A bizillion years ago when everyone had a blog and everyone was reading blogs, I had a blog and was reading blogs. Honestly I don’t know if it was the normal thing for a high school girl, but it was normal for me and my small group of blogger friends. One blog that I read was written by a teen services librarian at a public library. And I just remember thinking, wow, she has the coolest job. I have no idea why I didn’t realize right then that I could have that kind of job too.

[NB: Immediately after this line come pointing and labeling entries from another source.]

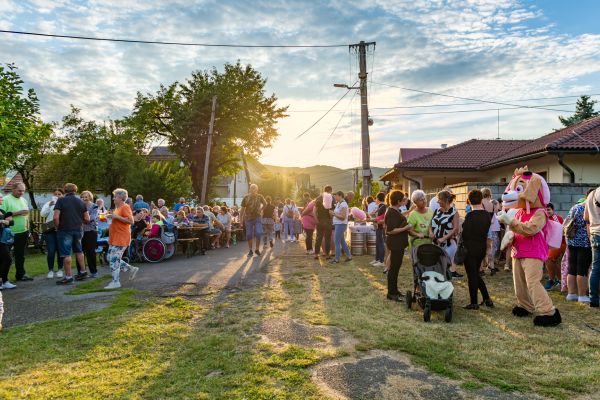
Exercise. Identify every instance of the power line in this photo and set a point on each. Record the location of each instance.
(103, 39)
(466, 98)
(478, 110)
(324, 115)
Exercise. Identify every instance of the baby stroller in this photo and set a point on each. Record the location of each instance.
(432, 290)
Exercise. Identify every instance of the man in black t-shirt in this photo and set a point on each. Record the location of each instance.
(69, 215)
(324, 225)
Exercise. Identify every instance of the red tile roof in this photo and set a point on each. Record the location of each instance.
(407, 154)
(471, 154)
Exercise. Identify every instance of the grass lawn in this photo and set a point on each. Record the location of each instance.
(174, 348)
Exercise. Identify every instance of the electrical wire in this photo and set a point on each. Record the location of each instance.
(338, 123)
(466, 98)
(324, 115)
(103, 39)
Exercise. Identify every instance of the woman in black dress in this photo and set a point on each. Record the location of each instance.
(396, 230)
(475, 232)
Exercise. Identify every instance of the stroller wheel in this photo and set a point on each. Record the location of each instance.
(427, 312)
(448, 314)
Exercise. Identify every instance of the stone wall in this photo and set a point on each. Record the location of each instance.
(562, 195)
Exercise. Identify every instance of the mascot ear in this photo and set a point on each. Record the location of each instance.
(533, 188)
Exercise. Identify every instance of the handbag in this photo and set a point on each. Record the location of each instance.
(7, 237)
(461, 253)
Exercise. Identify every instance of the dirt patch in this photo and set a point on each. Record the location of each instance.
(388, 375)
(288, 331)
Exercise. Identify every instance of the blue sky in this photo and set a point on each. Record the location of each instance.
(502, 50)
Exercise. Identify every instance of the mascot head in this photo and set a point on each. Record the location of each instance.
(526, 190)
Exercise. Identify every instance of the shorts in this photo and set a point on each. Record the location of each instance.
(580, 260)
(253, 229)
(69, 241)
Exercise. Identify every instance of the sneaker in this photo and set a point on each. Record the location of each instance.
(8, 285)
(133, 272)
(583, 299)
(113, 285)
(65, 281)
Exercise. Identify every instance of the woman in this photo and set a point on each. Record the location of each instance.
(419, 219)
(445, 227)
(89, 242)
(554, 255)
(475, 232)
(289, 213)
(580, 257)
(340, 224)
(119, 237)
(5, 259)
(50, 238)
(309, 222)
(269, 218)
(396, 230)
(492, 207)
(224, 217)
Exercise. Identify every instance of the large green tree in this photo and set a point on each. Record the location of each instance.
(583, 110)
(245, 119)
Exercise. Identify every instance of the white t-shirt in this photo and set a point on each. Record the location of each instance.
(594, 211)
(339, 207)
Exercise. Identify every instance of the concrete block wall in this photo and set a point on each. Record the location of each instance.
(562, 195)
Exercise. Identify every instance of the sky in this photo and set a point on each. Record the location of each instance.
(507, 51)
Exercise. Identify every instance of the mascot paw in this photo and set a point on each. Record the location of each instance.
(548, 320)
(520, 312)
(507, 240)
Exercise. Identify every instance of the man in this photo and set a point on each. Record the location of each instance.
(18, 206)
(179, 205)
(324, 225)
(591, 216)
(202, 221)
(140, 203)
(69, 215)
(251, 216)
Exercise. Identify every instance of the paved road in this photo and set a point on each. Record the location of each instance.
(219, 271)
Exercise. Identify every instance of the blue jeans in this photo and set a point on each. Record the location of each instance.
(595, 275)
(340, 241)
(52, 249)
(379, 246)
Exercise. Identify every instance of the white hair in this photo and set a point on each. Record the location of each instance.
(417, 195)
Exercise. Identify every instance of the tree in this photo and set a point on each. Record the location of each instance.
(245, 119)
(18, 113)
(583, 110)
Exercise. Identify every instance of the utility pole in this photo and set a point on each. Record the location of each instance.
(364, 116)
(208, 146)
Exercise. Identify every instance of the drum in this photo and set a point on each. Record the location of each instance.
(357, 243)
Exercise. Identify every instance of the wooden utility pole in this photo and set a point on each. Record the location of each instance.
(208, 146)
(364, 116)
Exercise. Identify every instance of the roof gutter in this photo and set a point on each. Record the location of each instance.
(412, 180)
(566, 168)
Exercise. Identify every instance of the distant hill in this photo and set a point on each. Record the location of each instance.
(321, 175)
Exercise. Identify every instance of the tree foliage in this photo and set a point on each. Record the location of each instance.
(245, 119)
(583, 110)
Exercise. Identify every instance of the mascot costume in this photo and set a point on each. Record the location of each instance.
(527, 195)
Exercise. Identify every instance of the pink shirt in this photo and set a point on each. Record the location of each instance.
(309, 221)
(529, 246)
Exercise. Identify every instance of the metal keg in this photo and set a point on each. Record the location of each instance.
(371, 243)
(357, 243)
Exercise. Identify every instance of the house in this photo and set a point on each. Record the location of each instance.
(567, 156)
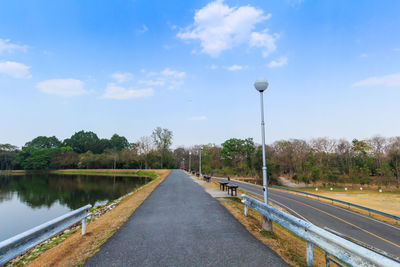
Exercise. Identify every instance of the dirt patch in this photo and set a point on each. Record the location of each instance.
(76, 249)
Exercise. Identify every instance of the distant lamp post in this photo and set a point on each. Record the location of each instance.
(190, 157)
(261, 85)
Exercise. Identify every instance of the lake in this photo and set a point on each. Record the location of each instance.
(29, 200)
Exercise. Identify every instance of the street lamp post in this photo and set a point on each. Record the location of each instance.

Further back, I think the story that my homeschooling mom tells goes like this: a week after I started preschool, I wanted to know why I couldn’t read yet. When I finally did start learning to read, it was a struggle. I failed phonics. I still don’t understand it. Don’t ask me what a long or short E is. I don’t even know if there are long and short Es. Other than making me not the greatest speller though, this defeat has not deterred me in the long run. But I didn’t really always like reading. I read mostly nonfiction as a little kid. Cause children’s nonfiction was always short and easy and quick to read with lots of pictures. And I liked history. I wanted to know things, nonfiction books contained a lot of things. It would be awhile before I realized that fiction books contained a lot of things to know as well. By the time I was twelve I started devouring books thanks to one great story, Artemis Fowl. And that was it for me. My main identity had been created, I was a bibliophile.

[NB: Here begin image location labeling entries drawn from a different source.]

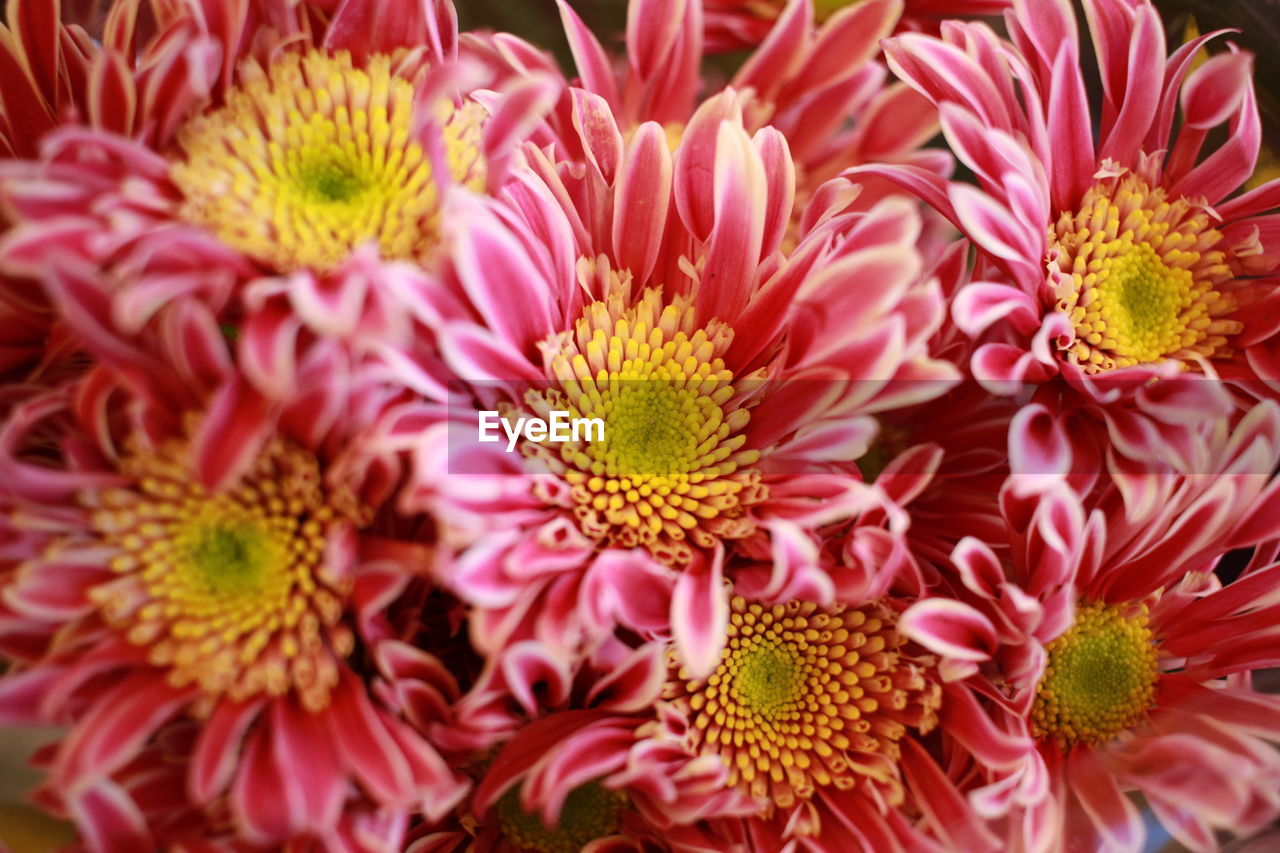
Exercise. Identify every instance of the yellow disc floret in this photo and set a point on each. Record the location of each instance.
(227, 589)
(590, 812)
(807, 697)
(1141, 278)
(314, 156)
(1100, 678)
(672, 468)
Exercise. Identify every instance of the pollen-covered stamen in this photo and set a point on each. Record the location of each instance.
(1100, 678)
(590, 812)
(315, 156)
(1141, 278)
(672, 469)
(228, 589)
(807, 697)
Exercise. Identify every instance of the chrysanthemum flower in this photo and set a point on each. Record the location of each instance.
(732, 24)
(142, 593)
(1115, 249)
(758, 366)
(1115, 646)
(819, 714)
(822, 90)
(309, 144)
(575, 770)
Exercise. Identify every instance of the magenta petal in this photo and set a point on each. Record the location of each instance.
(310, 780)
(950, 628)
(365, 746)
(699, 616)
(634, 684)
(233, 432)
(1114, 817)
(109, 820)
(737, 236)
(218, 748)
(640, 200)
(592, 62)
(22, 694)
(536, 679)
(380, 26)
(489, 259)
(115, 728)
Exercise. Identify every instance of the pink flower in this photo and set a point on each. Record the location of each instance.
(178, 562)
(1114, 250)
(790, 360)
(1120, 651)
(732, 24)
(819, 89)
(575, 769)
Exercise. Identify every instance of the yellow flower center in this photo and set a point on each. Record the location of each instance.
(1100, 678)
(1143, 278)
(823, 9)
(314, 156)
(590, 812)
(671, 469)
(805, 697)
(228, 591)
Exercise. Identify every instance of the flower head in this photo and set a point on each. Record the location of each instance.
(1121, 649)
(1120, 256)
(808, 697)
(315, 155)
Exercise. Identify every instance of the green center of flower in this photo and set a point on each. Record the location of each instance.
(1100, 678)
(769, 678)
(1141, 278)
(233, 557)
(657, 425)
(315, 155)
(332, 181)
(590, 812)
(232, 589)
(672, 468)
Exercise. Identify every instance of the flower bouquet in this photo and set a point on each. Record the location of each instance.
(412, 442)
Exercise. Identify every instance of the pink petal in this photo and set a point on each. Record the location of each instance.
(536, 679)
(115, 728)
(593, 64)
(232, 433)
(699, 616)
(488, 259)
(218, 748)
(109, 819)
(640, 199)
(1114, 817)
(950, 628)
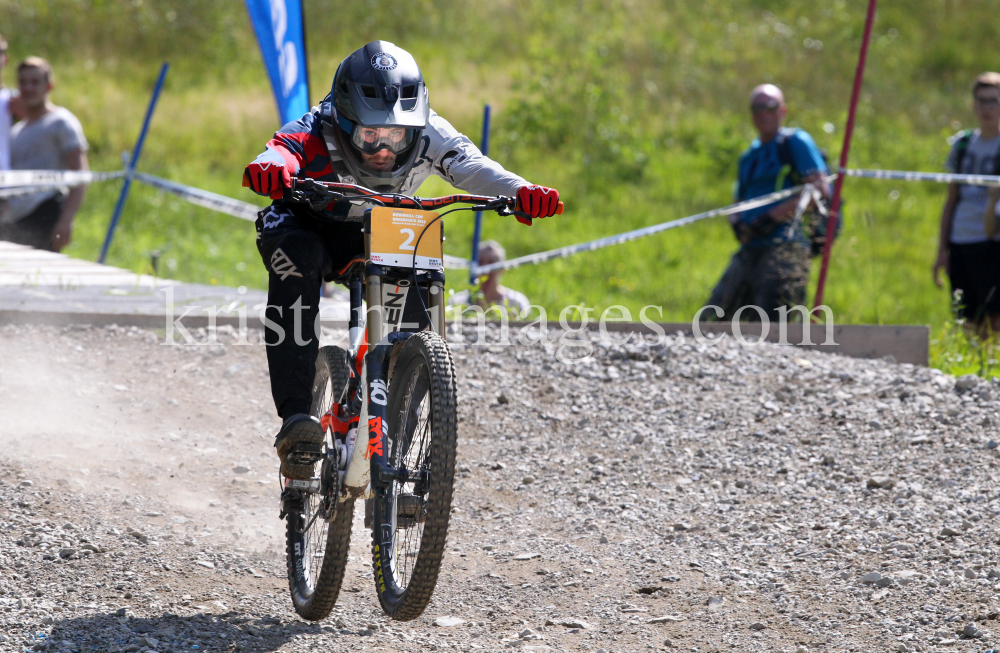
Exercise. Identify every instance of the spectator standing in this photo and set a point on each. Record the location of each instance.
(771, 268)
(968, 244)
(6, 114)
(48, 138)
(490, 292)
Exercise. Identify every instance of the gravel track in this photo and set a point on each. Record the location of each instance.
(673, 497)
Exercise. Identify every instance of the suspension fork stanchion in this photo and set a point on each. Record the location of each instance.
(373, 288)
(436, 292)
(435, 297)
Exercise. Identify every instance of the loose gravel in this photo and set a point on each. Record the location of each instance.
(674, 496)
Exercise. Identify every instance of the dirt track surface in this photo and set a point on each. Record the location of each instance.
(678, 497)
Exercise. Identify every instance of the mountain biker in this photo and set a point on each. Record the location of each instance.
(376, 129)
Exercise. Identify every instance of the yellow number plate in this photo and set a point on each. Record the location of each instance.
(394, 238)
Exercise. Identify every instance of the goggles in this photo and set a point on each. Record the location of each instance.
(372, 139)
(770, 105)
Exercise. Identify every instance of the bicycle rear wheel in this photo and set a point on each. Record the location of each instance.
(410, 520)
(316, 550)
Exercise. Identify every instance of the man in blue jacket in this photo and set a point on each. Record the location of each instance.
(771, 268)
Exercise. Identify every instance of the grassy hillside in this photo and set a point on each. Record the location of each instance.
(636, 111)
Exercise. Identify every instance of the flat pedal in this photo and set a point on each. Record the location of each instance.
(304, 453)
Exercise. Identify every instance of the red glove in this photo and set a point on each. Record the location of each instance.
(537, 201)
(267, 178)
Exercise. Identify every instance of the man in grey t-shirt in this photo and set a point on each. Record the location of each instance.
(49, 138)
(967, 248)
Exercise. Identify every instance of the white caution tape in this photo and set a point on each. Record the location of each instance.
(569, 250)
(25, 182)
(25, 190)
(204, 198)
(939, 177)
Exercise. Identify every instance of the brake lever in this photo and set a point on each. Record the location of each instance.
(521, 216)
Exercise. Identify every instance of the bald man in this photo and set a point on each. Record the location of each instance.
(771, 268)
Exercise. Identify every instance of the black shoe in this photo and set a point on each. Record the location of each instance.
(300, 446)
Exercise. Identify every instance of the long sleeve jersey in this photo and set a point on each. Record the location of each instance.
(308, 149)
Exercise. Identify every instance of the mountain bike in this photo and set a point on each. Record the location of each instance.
(388, 407)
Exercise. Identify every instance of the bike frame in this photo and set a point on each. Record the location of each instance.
(368, 468)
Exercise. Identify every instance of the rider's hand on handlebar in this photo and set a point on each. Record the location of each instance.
(268, 178)
(537, 201)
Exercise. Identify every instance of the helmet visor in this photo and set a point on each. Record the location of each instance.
(372, 139)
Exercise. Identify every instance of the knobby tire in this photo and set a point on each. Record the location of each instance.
(406, 571)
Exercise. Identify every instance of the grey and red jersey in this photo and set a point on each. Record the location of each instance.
(308, 149)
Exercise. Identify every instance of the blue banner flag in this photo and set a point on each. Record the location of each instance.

Even though reading wasn’t my favorite activity during my early childhood years, there was one thing about it that I always loved. Going to the library. Like I mentioned above I was homeschooled, my mom had previously worked in libraries (it even runs in the family, yeesh) and was determined that my sister and I were going to visit libraries often and learn that they were some of the best places on earth. She wasn’t wrong. We moved a lot when I was little, and some libraries were better than others. But the good ones, we were there all the time. We learned the Dewey Decimal system and how to look up books by author. One of the best libraries we ever had was Gwinnett County Public Library in Atlanta. I remember that one quite well. My sister and I also had our girl scout meetings there. I hated girl scouts. I wasn’t social and things like cooking and sewing and camping didn’t interest me at all. But meetings meant that we got to go to the library, and I loved it there. I felt comfortable there, not always in the meetings, but before and after, I felt comfortable, and for an anxiety-ridden fourth grader, that’s a big deal.

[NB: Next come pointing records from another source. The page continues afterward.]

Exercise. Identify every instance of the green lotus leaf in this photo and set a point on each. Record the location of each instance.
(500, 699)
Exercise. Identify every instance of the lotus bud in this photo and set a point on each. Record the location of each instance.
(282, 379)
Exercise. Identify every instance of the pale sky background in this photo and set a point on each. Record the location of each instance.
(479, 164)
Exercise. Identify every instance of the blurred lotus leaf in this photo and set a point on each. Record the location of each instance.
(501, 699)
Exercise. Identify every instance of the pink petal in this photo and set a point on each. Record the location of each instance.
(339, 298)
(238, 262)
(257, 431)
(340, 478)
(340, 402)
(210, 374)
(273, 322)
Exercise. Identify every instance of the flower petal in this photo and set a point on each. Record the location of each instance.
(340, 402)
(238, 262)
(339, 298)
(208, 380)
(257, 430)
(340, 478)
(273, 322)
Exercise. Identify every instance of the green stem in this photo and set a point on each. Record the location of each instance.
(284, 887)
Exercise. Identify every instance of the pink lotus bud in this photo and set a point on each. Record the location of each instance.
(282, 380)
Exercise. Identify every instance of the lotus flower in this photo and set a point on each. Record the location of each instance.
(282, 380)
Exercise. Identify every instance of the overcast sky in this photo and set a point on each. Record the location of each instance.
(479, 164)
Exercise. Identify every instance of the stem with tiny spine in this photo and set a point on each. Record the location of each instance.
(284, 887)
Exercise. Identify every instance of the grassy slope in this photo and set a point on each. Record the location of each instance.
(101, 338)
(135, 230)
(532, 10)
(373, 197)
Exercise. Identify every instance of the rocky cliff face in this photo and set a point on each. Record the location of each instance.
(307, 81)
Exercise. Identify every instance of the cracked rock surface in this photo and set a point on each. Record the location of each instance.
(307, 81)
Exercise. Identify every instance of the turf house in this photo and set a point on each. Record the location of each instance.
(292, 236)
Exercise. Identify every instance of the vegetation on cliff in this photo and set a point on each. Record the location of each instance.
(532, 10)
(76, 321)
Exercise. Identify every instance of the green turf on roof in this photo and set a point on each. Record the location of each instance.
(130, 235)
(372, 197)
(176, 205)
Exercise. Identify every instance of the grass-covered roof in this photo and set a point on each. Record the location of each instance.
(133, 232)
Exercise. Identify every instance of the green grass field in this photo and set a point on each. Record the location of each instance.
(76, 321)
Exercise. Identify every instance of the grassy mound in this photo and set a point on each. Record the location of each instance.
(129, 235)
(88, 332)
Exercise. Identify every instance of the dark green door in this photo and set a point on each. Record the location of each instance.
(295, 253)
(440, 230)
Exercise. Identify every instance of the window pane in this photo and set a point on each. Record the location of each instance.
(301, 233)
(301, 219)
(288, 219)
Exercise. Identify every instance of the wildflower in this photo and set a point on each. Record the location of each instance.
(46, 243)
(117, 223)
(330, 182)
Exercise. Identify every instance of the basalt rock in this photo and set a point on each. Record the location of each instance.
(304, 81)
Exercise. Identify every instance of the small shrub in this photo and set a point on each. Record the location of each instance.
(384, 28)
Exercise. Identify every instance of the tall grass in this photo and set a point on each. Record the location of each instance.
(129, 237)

Lastly, I’ll never forget another public library experience, or at least I’ll never forget parts of it. I was very little, there was a writer/singer/illustrator or something at our little library in Louisiana. She sang songs and read stories and had so many of her little books to give away. I think this was the first time I ever heard “There Was An Old Woman Who Swallowed a Fly,” and my little life was forever changed. I also won something that day. Some book, I think maybe that one, but I don’t really remember. All I know is, the previously mentioned anxious me walked up there in front of the crowd and got her prize, (okay, I think maybe my daddy held my hand, but still) cause she felt safe and happy, with her family, and the books, and the silly songs, in the library.